In November Ellison's health began to seriously deteriorate once more and he was forced to leave Cádiz and accept a post in the impress service again, this time stationed at Gravesend. He left that service in 1801 when it was broken up at the start of the Peace of Amiens. At some point after this he served as lieutenant-governor of the Royal Naval Hospital, Stonehouse. While he was unable to again serve at sea, Ellison was subsequently appointed the third captain of Greenwich Naval Hospital in 1803, and was promoted to second captain there in 1805 with responsibility for the naval pension fund controlled from the hospital.
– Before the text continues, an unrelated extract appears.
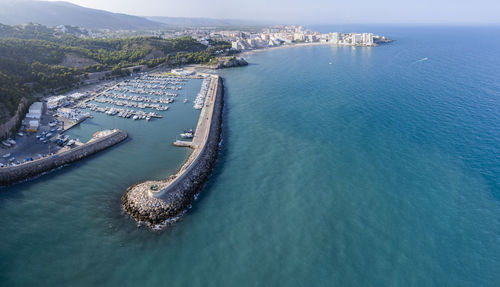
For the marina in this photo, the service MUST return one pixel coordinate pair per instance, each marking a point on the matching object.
(146, 97)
On 9 November of the same year he was made a superannuated captain in the Royal Navy, and thus received no further promotion in the service. He died on 1 October 1816, aged sixty-three, at his apartments in the hospital. His successor as second captain was Captain Nathaniel Portlock, an old friend of Ellison's who had previously named his son, Major-General Joseph Ellison Portlock, after him.

==Family==
Ellison married Esther Collis, the daughter of Thomas Collis of Gosport, at Alverstoke in Hampshire on 6 November 1779. Together they had at least three sons and three daughters:
- Lieutenant Charles Pole Hardcastle Ellison (d. 22 March 1816), Royal Navy officer
- Lieutenant Cuthbert Waldegrave Ellison (d. 31 December 1800), Royal Navy officer
- Second Captain Joseph Tomkyns Ellison, Royal Artillery officer
- ? Ellison, married Lieutenant Frederick Gore Wade of the 25th Light Dragoons at Bangalore in March 1810
- Esther Elizabeth Ellison (d. 7 April 1810), married Captain Basden of the 89th Regiment of Foot in 1809
- Dorothea Elizabeth Ellison (d. 21 March 1810)

==Character==
Ellison was a "popular and courageous officer" according to Anthony Sullivan, a biographer of Saumarez; his presence in naval units was often appreciated by his fellow officers. On a professional level, naval historian Nicholas Tracy writes that he was an "effective administrator, and a captain of men who could be ruthless with those who departed from the code of naval discipline", highlighting the Marlborough mutiny as an exemplar of his abilities. His continued rise through the ranks despite his wounds demonstrates the meritocratic nature of the eighteenth-century navy. However, his competency was questioned after the mutiny by St Vincent, who suggested that his wounds and long service had impacted his ability to command, at one point threatening to replace Ellison in command of Marlborough because of this. Despite this Ellison continued to be well thought of by the majority of his peers; there was much dissatisfaction when the Admiralty refused to increase his wound pension from a lieutenant's rate while he served at Greenwich Naval Hospital, he being one of a small minority not to have their rate reflected by their rank.